The political crisis is officially here to stay. The consultations between president Basescu and the representatives of political parties ended with street-talk expressions and without any sign of reconciliation.
Most newspapers warn about the Liberal's next probable move - letting go two important Democrat ministers, a decision that would surely make Democrats quit the governing Alliance.
Speaking of ministers thrown out of the Cabinet: it's not that bad to be in such a position. One of the last decisions signed by the former Foreign Minister, Mihai Razvan Ungureanu, was to increase the wage of Romania's representative in the South-Eastern Cooperation Initiative to 8,000 euros per month, double than before.
This is also the position he had before being named as Foreign Minister, and the position he will return to as soon as possible, Cotidianul reads.
It is yet to see whether the Justice and the Interior minister made any preparations, since Liberal PM Popescu Tariceanu seems eager to get rid of all Democrats in the Government, according to the same Cotidianul.
Justice Minister Monica Macovei may be replaced by the head of the Anti-Fraud Department, Tudor Chuiariu. A state secretary, Victor Dobre, and the recently resigned Govt. Secretary General, Radu Stroe, are the two names rumors talk about for the Interior Minister seat.
Until anything is clear, Justice works, but not as fast as some would like it to. Over 130,000 investors in the bankrupt National Investments Fund (FNI) are to recover the money they invested. In the most scandalous scheme in Romania's economy, some 300,000 people are believed to have lost all their money.
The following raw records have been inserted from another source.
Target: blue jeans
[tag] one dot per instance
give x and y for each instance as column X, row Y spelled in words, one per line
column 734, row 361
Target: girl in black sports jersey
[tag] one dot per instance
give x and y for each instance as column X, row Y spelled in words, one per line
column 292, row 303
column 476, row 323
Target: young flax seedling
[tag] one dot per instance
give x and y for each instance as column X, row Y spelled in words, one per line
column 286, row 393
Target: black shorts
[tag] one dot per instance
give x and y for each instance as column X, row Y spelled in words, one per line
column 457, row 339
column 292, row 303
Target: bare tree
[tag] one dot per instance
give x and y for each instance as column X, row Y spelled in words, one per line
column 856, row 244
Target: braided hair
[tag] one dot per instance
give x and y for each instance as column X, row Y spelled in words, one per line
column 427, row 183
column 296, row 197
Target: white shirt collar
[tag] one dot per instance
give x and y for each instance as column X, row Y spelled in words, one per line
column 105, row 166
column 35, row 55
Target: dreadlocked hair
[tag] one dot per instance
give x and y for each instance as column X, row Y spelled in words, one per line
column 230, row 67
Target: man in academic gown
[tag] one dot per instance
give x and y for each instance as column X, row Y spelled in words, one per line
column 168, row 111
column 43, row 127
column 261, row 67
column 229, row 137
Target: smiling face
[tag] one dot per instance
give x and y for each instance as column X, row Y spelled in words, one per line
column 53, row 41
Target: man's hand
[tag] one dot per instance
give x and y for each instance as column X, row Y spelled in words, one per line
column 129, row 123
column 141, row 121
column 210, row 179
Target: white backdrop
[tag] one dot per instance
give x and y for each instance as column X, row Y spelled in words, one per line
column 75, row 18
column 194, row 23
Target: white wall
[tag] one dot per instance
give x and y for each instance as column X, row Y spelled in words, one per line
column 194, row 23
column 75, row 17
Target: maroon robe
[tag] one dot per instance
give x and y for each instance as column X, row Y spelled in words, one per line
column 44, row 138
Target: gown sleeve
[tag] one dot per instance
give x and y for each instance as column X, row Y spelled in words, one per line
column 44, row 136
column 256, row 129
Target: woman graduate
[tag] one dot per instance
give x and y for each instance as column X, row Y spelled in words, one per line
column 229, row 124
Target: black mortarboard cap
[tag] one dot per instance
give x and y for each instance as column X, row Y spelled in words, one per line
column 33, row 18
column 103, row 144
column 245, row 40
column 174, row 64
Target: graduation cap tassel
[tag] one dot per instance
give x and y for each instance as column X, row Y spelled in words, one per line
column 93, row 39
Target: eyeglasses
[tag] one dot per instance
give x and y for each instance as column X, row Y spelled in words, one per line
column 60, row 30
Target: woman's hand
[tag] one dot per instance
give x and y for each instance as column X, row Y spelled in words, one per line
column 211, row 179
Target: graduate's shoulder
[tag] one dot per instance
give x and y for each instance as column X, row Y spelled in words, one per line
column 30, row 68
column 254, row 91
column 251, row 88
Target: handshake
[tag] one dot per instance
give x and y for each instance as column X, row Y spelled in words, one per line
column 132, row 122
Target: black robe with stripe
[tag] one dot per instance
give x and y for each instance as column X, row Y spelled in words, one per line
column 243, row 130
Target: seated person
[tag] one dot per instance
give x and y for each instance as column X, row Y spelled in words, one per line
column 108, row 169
Central character, controversial businessman Sorin Ovidiu Vantu (who recently became one of the top five players in mass-media) is judged separately. In the FNI file, 12 defendants were sentenced to 3 to 15 years in jail, but they can still appeal, Evenimentul Zilei reads.
But underground businesses is not a phenomenon lost in the past haze of transition economy. The ruling Government decided to pay 40 million euros for a new governmental building, since the existing one might crumble in the next earthquake.
The sum is four times larger than the money offered for buildings rehabilitation in all Romania. Still, nobody knows who got the money, where will the building be placed and how much would it really cost, Jurnalul National found out.
Returning to older business, old time collaborators of Ceausescu's political police, Securitate, still make the headlines. Conservative Party president, Dan Voiculescu, another media mogul and business guru, was declared "collaborator", but sued the institution that issued the verdict.
Judges failed to reach a verdict yesterday and postponed the sentence for the end of May, Evenimentul Zilei reads.
Still, when it comes to competence and incompetence, Bucharest City Hall rules. The entire water network in Bucharest is managed by Apa Nova, a company that seems to fail to achieve each and every promise it made.
Bucharest City Hall fined the company 1.5 million euros for this, than another 3.5 million euros fine was issued. Still, the money never came because it didn't exist any institution to withdraw the money. An institution was formed, ARBAC, but it didn't gain the right to execute the debt.
Now, when it came closer to winning back the money, ARBAC is to be closed and its job transferred to another bureaucratic office.
As if this wasn't enough, the Accounting Court prepares to force the City Hall cover the missing budget funds, Gandul reads, thus giving a clear image about how thing work in Bucharest.
Speaking of Bucharest - the noise pollution is at an average 40% above the accepted maximum, 70 decibels instead of 50, as environmental standards would impose, Gandul reads.
No wonder Romania still leads among the countries Germans dislike the most (11%, after Poland's 23%, above UK - 8%, France and Bulgaria - 7%), as same Gandul found out.